Since we use Ansible for configuration management on servers, as mentioned above, we decided this was the proper path for Cumulus Linux as well. The Cumulus docs talk about Ansible support and there’s an NCLU module for Ansible. However, one of the primary principles for writing Ansible scripts is to make sure they’re idempotent (meaning if you run them back to back, it should show no changes and perform no system changes). It turns out this isn’t true for the NCLU module. The problem is you can’t just set your entire configuration in NCLU and expect it to be the entirety of the configuration unless your first NCLU command is “net del all”. When you execute that command, even if you replace it with an identical configuration, it loses idempotence … it always shows as changed and network interfaces are reconfigured when not necessary. We contacted Cumulus support, and they basically asked us why we were using the NCLU module in the first place instead of just writing the configuration files. Hmm.
It seems like the strength of NCLU is to use it for queries. It can provide nice summary output for all aspects of Cumulus that are more readable than the native linux calls, as it combines the output from multiple sources. I’m not entirely sure why anyone would use NCLU for configuration management at this point.
We ended up defining a custom variable hierarchy in our ansible configuration for the various switch groups, that contained metadata such as vlans, trunk/access port config, STP, clag-ids, bonds and so on that is evaluated by a fairly complex Jinja2 template for our /etc/network/interfaces file.

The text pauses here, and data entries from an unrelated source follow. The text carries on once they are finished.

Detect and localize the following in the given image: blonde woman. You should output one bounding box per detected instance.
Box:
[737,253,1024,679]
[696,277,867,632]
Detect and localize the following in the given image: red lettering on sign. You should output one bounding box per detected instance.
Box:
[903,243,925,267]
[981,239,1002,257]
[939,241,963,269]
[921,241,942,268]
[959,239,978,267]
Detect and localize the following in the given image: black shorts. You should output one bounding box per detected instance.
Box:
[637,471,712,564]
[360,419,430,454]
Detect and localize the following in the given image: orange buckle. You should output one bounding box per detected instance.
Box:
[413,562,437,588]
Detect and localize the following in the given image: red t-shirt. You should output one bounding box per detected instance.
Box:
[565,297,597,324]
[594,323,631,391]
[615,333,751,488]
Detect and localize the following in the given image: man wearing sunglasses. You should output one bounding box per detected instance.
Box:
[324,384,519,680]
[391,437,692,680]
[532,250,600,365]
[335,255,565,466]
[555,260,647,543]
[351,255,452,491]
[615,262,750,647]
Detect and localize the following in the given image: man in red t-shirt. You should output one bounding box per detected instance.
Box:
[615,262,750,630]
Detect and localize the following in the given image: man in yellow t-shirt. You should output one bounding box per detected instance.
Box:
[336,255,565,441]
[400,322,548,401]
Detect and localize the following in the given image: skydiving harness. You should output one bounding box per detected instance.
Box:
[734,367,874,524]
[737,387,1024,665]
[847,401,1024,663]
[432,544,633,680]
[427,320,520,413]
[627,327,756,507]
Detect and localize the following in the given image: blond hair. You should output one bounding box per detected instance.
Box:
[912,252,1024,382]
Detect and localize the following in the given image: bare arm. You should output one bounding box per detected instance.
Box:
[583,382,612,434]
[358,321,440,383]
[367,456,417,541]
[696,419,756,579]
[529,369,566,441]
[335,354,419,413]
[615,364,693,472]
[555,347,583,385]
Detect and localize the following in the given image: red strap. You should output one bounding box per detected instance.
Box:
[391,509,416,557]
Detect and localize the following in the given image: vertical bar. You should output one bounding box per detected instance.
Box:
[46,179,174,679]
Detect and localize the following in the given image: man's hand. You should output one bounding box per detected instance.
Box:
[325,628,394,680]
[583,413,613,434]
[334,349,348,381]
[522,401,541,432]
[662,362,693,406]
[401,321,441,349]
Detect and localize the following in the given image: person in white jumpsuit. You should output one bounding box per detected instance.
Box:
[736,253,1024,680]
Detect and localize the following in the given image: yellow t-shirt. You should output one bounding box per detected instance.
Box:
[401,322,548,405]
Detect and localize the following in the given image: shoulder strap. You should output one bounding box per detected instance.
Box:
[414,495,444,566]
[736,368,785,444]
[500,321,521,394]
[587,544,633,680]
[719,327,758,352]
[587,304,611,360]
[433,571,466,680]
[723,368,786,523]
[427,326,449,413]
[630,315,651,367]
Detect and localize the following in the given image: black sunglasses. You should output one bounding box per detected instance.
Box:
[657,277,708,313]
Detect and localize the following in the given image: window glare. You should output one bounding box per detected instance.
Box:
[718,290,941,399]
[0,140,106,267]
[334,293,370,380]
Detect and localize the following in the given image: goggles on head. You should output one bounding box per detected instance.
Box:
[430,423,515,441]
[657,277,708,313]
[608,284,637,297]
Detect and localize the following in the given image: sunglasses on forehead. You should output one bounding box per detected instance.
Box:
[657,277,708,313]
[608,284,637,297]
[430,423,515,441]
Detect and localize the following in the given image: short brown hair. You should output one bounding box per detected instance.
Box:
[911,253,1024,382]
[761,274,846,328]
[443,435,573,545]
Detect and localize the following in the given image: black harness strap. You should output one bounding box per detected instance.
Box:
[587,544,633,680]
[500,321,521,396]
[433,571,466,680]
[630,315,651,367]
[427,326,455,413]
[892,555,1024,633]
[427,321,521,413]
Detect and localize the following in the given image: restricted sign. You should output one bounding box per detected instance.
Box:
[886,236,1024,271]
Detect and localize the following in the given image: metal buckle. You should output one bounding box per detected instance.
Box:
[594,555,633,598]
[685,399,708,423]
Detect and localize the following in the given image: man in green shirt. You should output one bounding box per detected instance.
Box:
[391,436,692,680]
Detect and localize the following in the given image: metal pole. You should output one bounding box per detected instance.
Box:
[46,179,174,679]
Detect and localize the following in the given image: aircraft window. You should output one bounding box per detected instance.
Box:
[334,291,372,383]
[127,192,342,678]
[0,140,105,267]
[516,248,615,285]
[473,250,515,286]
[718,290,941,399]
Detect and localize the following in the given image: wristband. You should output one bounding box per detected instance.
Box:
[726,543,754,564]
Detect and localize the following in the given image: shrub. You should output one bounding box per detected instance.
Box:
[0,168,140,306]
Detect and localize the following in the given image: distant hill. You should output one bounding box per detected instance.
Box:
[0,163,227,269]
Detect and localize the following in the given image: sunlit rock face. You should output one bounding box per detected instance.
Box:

Its mildly specific to our environment (such as pre-chosen ports for peerlinks), and supports some odd things many won’t care about (like renumbering VLANs from port to port) … so I haven’t yet decided if its worth sharing. We also added in some sanity checks in our role like running “ifreload -a -s” to validate the configuration before applying and rollback to the prior one if it failed for some reason. Other than that, we just had a couple of minor customizations to /etc/cumulus/ports.conf to set configuration (such as splitting a couple 100G ports into 2x50G and using a breakout DirectAttach cable). Unfortunately at this time, making a change in ports.conf causes a brief outage while switchd restarts, which meant we had to add a “wait_for_connection” stanza to our Ansible tasks after restarting switchd asynchronously, but I hear that’s fixed in Cumulus 4.x. Any changes to /etc/network/interfaces are done by “ifreload -a” and happen almost instantaneously with no detectable outage (as long as you don’t reconfigure the port you’re connecting through).
This solution is fully idemopotent and is very easy to maintain.
Since deploying our Mellanox switches with Cumulus Linux many months ago, I’m happy to report we’ve had zero issues. Making configuration changes has been as easy as editing a variable and re-running our ansible playbook on the respective switches. While true it does take a little longer than it did to do a basic port change in Juniper, we know we have a standardized configuration across all of our switches and have better confidence that if we do have a failure, we can spin up a new one in less time. It is also a lot less error prone for simple tasks, and a more standardized configuration (Juniper might have different ways to configure ports depending on which model switch is being run).